How to do Good Science, Like a Real Scientist – At Home

How to do good science #homeschool

Research science is an art.  There are many types of scientists, but research scientists mostly work in a laboratory.  They might work in a lab in Government, or in Pharmaceuticals, or in a hospital.  Most research scientists will have an overwhelming question.  They then read papers, gather ideas, and create experiments that will answer their question.  It might disprove or it might approve, but the answer will typically create more questions.

It’s important to have a good and accurate way to track results, so that you can go back and repeat experiments 3-4 times, change things, improve on the design, or figure out where you have made mistakes.

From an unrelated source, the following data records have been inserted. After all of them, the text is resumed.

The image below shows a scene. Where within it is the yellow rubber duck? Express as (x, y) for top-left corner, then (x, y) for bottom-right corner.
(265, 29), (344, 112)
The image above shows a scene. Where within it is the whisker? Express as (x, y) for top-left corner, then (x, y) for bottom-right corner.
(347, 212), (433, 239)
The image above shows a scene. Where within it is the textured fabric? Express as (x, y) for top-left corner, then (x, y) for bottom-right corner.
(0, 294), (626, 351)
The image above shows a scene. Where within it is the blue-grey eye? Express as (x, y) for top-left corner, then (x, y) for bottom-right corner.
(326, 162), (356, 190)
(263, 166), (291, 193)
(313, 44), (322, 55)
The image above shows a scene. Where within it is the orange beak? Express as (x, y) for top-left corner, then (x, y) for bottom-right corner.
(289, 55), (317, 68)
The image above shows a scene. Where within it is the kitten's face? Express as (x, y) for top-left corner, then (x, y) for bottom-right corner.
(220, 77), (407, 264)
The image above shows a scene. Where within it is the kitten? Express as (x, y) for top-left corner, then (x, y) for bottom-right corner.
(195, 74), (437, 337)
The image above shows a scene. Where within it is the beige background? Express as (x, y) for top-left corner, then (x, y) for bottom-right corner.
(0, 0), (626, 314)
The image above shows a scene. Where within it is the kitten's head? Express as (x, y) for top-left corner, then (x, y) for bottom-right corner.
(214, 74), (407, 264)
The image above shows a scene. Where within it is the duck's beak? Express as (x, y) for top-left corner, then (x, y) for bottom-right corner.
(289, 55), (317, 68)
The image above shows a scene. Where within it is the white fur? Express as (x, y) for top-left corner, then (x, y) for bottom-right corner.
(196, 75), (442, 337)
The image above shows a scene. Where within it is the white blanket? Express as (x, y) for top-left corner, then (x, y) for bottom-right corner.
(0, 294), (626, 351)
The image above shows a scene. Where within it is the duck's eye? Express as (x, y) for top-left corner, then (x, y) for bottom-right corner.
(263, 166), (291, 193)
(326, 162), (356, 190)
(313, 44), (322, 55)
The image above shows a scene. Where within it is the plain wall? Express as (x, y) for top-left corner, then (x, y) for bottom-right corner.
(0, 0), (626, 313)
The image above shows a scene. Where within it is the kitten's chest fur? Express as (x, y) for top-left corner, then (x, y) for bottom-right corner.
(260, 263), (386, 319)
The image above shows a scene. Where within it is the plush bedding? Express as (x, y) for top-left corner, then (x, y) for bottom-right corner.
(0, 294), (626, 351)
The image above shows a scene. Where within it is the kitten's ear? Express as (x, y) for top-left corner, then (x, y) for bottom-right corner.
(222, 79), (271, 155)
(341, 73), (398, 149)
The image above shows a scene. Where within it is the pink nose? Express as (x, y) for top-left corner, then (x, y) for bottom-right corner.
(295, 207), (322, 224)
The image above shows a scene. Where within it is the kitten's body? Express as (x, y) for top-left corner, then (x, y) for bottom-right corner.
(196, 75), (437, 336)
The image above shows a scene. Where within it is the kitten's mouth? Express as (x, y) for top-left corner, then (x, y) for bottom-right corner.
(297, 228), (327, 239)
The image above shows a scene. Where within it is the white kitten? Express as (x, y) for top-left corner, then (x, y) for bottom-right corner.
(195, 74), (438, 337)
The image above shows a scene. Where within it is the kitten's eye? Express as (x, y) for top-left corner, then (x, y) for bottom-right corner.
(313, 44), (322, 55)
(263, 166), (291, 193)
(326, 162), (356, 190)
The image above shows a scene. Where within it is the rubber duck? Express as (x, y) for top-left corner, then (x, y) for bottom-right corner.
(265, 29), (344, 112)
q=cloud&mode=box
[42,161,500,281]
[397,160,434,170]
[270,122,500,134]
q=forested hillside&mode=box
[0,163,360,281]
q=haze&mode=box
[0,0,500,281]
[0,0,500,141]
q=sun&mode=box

The recording is key.  Scientists have to have a good method of recording – that lasts over time, and that makes sense to other scientists who follow behind them.  It’s important that other scientists can look at your record (lab notebook) and repeat your results using the same methods.  If they can’t read the writing or can’t repeat the results, there is a problem.

The lab notebook is one of the most important parts of being a research scientist.  A good scientist will have a thorough and well-written lab notebook.

The lab notebook lives in the lab forever.  You can’t take it home or you might lose it – therefore losing important data and methods forever.


Homeschooling Science

I don’t see a problem with recording the right way from the start.  It sets the tone and puts your child on the right thought process from the beginning.  In the beginning, the sections will be short.  But as they grow, so will their writing and recording skills.

I would shy away from using notebooking pages for this.  While they are abundantly available on the web, they don’t offer enough space to be able to record what you need.  I have tried.  Plus, it’s easy to lose the pages.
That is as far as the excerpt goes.